The barge came rattling up the avenue, and when the boys in it saw Edward standing with his brother behind the big elm, they raised a great shout.
The driver reined in his horses; Jim Payne from the driver’s seat cried, “You’ve got to ride with the nine now, Edward;” Keating and Warren jumped out and seized him.
“Just a moment,” Edward said. He grasped his brother’s hand. “I’ll see you next week, Charley.”
“I will meet you at Philippi,” Charles replied.
Edward was dragged into the barge, which swung then round the building and down toward the big quadrangle gate, where now the St. Timothy’s crowd was massed. There the barge had to halt; there was a tumultuous shouting, waving of hats, and blaring by the band.

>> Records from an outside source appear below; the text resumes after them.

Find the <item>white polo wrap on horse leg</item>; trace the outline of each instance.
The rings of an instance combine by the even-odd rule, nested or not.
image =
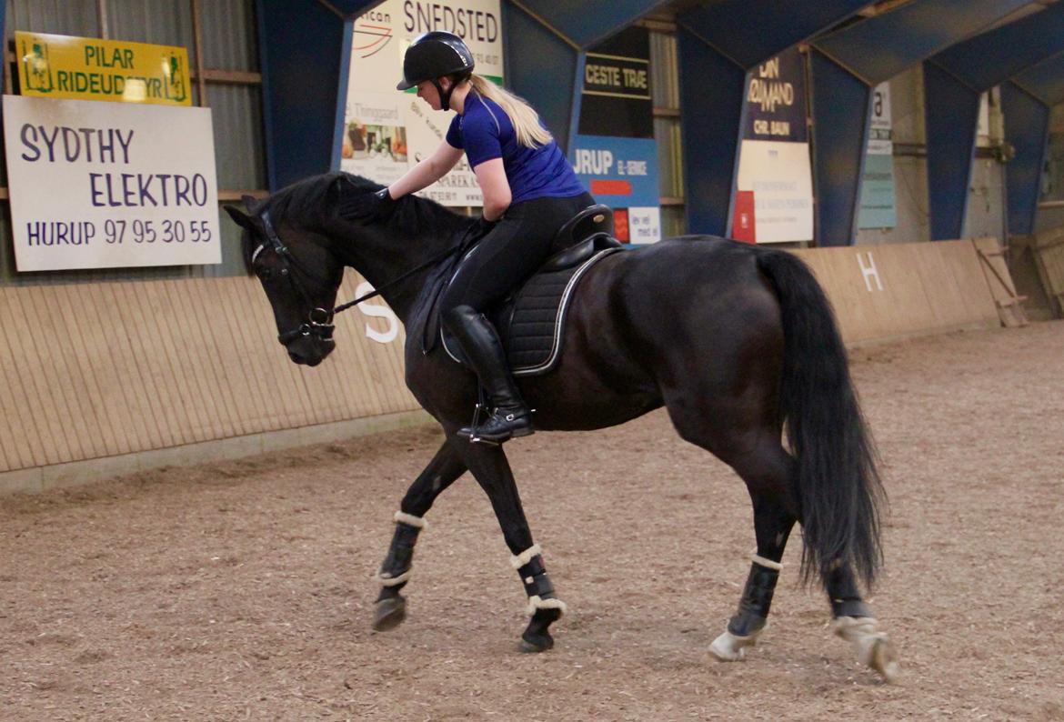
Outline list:
[[[520,569],[531,561],[533,556],[541,554],[543,554],[543,549],[539,548],[539,544],[532,544],[517,556],[510,557],[510,566],[514,569]]]
[[[396,531],[388,555],[375,577],[384,587],[398,587],[410,581],[417,535],[429,526],[429,522],[421,517],[405,511],[396,511],[395,522]]]
[[[853,645],[858,661],[870,667],[886,682],[893,682],[900,671],[898,656],[885,632],[871,617],[836,617],[831,629]]]
[[[783,571],[782,564],[779,561],[772,561],[771,559],[766,559],[763,556],[758,556],[758,550],[753,550],[753,552],[750,553],[750,561],[761,565],[765,569],[775,569],[778,572]]]
[[[565,602],[554,597],[554,587],[547,576],[539,544],[532,544],[517,556],[510,557],[510,566],[517,570],[521,584],[525,585],[525,593],[529,598],[525,611],[530,617],[537,609],[558,609],[562,615],[566,612]]]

Durant scrambled up on one of the big gate-posts and led cheers for the captain and the nine, and last of all “the fellow that saved the day, the crew man, Crashaw!”
That brought out the most tremendous response; and Edward was inspired to rise to his feet in the barge and stand there, and when the crowd understood that he wanted to say something they became quiet.
“Fellows,” Edward said, “I’m much obliged, but you don’t want to forget who saved you from being licked in the ninth inning;” and suddenly he lifted Keating up by the collar of his coat, and held him on exhibition, while there was a great shout of approval from the crowd.
Then Jim Payne from the driver’s seat stood up and said, “I want you fellows, just before you go, to join in a cheer for St. John’s.” And on the whole that was the loudest, the longest, the most reverberating cheer of all.
Then the barge was allowed to pass through the gate, the band struck up the St. Timothy’s song, the seven crew men fell in behind the band; the procession started; and in a few minutes the precincts of St. John’s were abandoned to a becoming silence.